Four hundred thousand kilometers from Farside, CINCSPACE General Mahmood Salaam had been attending an awards dinner on the fifty-first floor of the Quartier-General in Paris when his wristpad vibrated with an urgent message.
It was the first Level One NOTAP he had seen in his whole five-year tenure as Commander-in-Chief of UNISPACE.
Salaam studied the alert message: KB-1…Sentinel tripped…SenDef Three…large formation moving toward the inner System…
The Bengali commander sniffed. Somebody at Gateway probably flushed the trash compactor when they shouldn’t have. Still, it had to be checked out.
He studied the ceremony program, calculating just when he could quietly exit the proceedings without causing an uproar…or a diplomatic incident. Oscar Amirante…ten years as a cycler captain aboard the Kepler…K-Dog, the dockhands called it, Salaam chuckled softly at that…driving the old rattletrap on its never-ending bus route…Earth-Mars-Venus, Earth-Mars-Venus, again and again and again. He figured Amirante was getting an award for just maintaining his sanity.

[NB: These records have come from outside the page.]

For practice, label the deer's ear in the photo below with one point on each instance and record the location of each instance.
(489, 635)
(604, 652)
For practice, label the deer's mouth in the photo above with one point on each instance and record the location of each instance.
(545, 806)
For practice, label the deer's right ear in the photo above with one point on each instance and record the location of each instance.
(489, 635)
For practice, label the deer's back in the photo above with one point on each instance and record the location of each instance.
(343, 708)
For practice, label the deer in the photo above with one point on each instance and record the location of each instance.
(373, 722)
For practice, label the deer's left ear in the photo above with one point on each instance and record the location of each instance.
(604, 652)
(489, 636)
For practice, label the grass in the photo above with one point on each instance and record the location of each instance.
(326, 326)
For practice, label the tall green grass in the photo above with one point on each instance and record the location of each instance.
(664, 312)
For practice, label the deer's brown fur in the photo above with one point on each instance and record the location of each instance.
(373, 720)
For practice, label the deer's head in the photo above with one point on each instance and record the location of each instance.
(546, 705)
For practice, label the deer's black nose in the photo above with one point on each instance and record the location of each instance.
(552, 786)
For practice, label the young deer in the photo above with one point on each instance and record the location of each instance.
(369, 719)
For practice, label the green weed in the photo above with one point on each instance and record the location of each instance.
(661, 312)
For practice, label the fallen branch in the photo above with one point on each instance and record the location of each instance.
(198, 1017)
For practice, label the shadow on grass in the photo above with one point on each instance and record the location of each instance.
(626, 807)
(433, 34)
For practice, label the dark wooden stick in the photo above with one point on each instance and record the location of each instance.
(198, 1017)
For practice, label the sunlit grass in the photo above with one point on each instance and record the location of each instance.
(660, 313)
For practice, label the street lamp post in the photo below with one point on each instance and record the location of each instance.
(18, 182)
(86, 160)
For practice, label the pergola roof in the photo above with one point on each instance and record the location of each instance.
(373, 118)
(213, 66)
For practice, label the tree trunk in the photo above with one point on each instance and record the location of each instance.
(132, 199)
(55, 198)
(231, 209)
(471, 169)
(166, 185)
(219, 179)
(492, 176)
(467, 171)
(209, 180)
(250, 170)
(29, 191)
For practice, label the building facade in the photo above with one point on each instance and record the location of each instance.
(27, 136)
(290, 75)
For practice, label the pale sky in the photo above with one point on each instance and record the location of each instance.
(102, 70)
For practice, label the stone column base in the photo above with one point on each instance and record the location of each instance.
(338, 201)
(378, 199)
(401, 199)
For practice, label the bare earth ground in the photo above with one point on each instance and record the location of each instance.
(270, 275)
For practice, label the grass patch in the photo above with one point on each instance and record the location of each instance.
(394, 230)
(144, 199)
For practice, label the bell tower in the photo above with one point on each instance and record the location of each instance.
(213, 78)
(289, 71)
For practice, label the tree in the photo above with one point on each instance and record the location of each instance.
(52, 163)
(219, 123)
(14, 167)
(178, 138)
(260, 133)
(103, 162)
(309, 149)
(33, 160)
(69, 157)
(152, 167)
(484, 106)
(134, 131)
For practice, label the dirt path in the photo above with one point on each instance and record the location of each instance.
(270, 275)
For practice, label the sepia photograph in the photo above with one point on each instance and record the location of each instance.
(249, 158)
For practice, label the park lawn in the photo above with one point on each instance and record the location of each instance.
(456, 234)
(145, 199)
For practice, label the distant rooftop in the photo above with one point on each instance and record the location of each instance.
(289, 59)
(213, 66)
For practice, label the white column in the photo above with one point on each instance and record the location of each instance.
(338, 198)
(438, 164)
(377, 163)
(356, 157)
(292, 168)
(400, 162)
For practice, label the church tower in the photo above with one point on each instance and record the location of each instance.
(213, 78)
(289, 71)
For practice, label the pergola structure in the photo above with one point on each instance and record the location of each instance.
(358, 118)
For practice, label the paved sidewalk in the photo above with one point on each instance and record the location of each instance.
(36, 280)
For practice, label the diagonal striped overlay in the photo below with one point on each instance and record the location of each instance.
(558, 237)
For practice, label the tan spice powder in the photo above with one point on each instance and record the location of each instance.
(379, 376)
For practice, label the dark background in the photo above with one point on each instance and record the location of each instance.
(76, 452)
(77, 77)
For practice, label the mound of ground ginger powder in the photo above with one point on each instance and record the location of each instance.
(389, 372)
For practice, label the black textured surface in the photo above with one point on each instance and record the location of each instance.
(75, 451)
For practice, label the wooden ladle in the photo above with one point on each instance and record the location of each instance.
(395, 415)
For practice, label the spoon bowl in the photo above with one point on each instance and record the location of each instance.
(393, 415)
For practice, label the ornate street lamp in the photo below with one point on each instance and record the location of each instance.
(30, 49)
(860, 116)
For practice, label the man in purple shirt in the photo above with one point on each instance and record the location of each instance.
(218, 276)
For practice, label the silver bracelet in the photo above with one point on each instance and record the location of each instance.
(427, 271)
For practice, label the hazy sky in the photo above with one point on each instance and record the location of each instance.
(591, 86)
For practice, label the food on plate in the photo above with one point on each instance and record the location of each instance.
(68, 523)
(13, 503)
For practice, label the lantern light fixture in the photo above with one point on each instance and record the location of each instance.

Salaam chose his moment and deftly slipped out of the auditorium. He rode the lift to the seventieth floor. CINCSPACE suite. Also known as the Empire, to local wags.
At his desk, he called up the full NOTAP. No, this was no mistake, he quickly realized. As Salaam scanned the details, he realized Farside had latched onto something, something big, whatever it was. You didn’t set SenDef Three and wake up half the solar system for no reason.
Whatever it was, Salaam knew, UNISPACE would be front and center.
CINCSPACE figured he needed somebody to bounce ideas off of. Better get de Britt up and running, he decided. His Chief of Staff, Ruyters de Britt, was pure angel, currently residing in containment in an ornate New Delhi pod that resembled Aladdin’s Lamp, a gift from his youngest daughter Miriam a year ago. She’d always enjoyed watching her four-star father summon forth angels and swarms from containment.